Ya lo dijo George Orwell: “Si la libertad significa algo, será, sobre todo, el derecho a decirle a la gente aquello que no quiere oír”. Jafar Panahi es un cineasta de vocación, un realizador para el que filmar es tan necesario como alimentarse. El mero hecho de prohibirle ejercer su profesión ha provocado que aproveche cualquier ocasión para grabar. Ya lo demostró durante su arresto domiciliario con ‘Esto no es una película’ y con la abstracta ‘Closed Curtain’. Ahora llega lo que parece como la culminación de una trilogía improvisada, se trata de ‘Taxi Teherán’, flamante ganadora del Oso de Oro en la 65 edición de la Berlinale.

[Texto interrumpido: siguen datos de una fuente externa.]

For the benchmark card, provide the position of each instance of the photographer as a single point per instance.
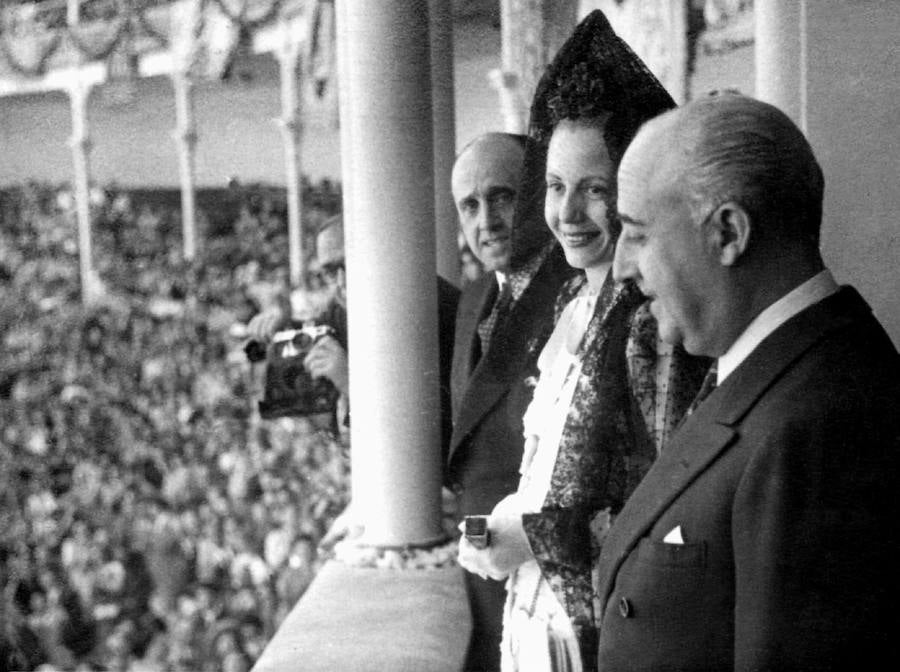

Panahi se convierte en taxista para poder rodar una película por la calles de Teherán. No lo puede hacer en público, con lo cual la cámara se encuentra situada estratégicamente en el salpicadero del coche. En este taxi habrá pasajeros de todo tipo y cada uno aportará su manera diferente de ver la vida, sus opiniones sociales y políticas. Prácticamente todos lo harán de manera espontánea, sin percatarse de que se encuentran ante el famoso realizador. Una muestra que pretende capturar la esencia del espíritu de la sociedad de un país a través de un intenso viaje por la capital persa.
El cineasta sigue produciendo pese a que el gobierno iraní desee impedírselo. Con esta propuesta, Panahi muestra su habilidad para poder seguir creando incluso cuando no puede. Y la forma en invita al espectador a entrar en las calles de Teherán ya deja ver la dicotomía en la que vive una sociedad en la que los dobles fondos son más comunes de lo que realmente aparenta.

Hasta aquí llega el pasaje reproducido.